The school has an area that includes a game room with soft seating, gaming devices, air hockey and foosball tables and monitors for gaming. That allows the students to use the technology "in a way they're more familiar with but in a format that fosters much more collaboration and social development," explained Allman. "We use that to really train our kids for social skills and social thinking."
5. Training Isn't a One-time Event
When the school consolidated two campuses into one in a new location in Scotch Plains, NJ, every teacher had to pack up (and purge) the contents of her classroom and move into a very different physical space that was filled with new technologies. But rather than bringing the teachers in for training on it "then and there," said Peter, "we gave them the basics: how to use the phone, how to turn on the computer." Then the school held its "extended school year," four weeks of summer class time that gave the teachers time to "explore" their new gear.
Finally, in August the school held official training. That delay allowed the educators "to have an experience with the products, if you will, before they really started the serious training," explained Peter. "They were a little more invested in it as opposed to not having an experience with it ahead of time."

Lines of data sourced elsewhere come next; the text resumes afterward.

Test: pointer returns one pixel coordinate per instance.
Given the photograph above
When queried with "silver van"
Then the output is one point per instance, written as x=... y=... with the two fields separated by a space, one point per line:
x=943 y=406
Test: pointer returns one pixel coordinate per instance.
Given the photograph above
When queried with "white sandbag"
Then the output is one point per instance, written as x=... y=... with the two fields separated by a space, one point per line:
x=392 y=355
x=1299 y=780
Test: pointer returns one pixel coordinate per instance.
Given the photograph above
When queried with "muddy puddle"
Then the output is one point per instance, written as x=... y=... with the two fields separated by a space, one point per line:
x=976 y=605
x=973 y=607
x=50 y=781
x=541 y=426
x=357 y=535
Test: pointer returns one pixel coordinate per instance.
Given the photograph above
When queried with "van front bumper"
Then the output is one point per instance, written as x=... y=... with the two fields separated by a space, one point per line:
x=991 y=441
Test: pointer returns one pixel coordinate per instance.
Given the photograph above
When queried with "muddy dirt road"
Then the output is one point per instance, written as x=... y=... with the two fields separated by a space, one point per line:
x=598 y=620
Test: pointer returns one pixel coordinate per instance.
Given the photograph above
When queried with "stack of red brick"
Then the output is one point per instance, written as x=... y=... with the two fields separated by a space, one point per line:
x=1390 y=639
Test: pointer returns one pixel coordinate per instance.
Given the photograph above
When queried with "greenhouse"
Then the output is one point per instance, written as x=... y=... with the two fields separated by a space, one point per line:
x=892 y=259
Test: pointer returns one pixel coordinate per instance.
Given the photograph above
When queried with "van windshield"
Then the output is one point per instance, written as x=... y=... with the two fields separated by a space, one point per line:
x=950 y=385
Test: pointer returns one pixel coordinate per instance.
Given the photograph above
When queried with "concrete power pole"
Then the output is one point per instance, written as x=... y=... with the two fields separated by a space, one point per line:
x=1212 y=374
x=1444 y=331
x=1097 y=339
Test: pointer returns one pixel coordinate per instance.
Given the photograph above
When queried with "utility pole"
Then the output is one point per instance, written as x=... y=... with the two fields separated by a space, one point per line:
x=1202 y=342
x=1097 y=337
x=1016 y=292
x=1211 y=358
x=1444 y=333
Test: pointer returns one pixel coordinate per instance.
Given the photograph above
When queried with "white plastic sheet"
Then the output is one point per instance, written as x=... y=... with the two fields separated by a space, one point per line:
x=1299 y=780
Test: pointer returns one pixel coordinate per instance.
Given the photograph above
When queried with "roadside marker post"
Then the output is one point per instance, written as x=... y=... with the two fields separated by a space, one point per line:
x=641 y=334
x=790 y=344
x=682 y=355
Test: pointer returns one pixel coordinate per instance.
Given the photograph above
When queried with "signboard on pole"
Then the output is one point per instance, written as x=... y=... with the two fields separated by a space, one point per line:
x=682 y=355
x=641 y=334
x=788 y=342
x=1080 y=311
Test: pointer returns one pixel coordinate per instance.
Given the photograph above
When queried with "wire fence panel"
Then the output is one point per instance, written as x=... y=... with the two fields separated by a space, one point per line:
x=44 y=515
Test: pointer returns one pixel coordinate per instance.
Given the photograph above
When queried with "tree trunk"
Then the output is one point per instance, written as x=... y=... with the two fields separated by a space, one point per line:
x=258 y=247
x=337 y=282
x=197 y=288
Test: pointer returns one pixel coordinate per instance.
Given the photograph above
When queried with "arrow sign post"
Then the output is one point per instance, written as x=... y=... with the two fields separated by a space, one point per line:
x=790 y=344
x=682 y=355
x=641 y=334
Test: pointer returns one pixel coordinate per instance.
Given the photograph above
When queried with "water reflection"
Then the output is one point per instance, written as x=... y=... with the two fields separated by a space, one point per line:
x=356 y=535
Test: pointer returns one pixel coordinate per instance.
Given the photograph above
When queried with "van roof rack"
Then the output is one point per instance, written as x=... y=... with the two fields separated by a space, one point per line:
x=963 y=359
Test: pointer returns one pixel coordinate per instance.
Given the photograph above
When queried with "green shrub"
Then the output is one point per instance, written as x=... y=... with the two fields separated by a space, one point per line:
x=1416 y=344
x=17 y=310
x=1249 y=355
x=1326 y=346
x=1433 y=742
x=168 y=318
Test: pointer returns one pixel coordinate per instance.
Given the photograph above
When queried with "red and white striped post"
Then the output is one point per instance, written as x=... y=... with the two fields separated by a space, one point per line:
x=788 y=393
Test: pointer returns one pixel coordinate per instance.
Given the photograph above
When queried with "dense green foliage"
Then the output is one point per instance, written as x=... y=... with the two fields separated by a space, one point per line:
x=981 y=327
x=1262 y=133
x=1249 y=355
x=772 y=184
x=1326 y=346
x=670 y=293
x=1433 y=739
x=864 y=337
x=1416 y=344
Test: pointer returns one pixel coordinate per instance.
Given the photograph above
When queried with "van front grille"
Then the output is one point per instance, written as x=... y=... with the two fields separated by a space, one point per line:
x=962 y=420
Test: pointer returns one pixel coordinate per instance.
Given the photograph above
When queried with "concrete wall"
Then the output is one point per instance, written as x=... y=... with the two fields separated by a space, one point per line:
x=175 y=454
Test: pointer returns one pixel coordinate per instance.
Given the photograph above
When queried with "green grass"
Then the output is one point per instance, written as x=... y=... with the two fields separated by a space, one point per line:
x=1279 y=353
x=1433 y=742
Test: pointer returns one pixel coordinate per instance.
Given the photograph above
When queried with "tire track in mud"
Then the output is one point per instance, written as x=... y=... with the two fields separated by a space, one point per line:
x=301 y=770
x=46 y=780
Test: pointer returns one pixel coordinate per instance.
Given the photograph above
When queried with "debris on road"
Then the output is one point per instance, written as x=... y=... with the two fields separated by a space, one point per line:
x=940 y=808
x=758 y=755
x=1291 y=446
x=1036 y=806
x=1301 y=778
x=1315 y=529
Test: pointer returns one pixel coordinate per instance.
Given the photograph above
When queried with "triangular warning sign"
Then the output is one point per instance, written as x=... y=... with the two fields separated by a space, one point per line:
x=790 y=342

The training continues, but now it's done with small groups primarily attending webinars set up directly with education experts from Steelcase, for example, who can answer specific kinds of questions.
Meeting Physical Needs is "Half the Battle"
Newmark pushes the idea that when students' physical needs are met, learning is easier. "This applies to all human beings, but particularly with the behavioral kids we have. If we've met their needs physically, we've won half the battle," said Allman. The integration of unique forms of furnishings and the use of technologies "has afforded some very vulnerable kids to become participants in their own learning and to feel like they have more control and more investment."
"Learning just needs to be flexible," Peter said. "We have a nice balance of that here."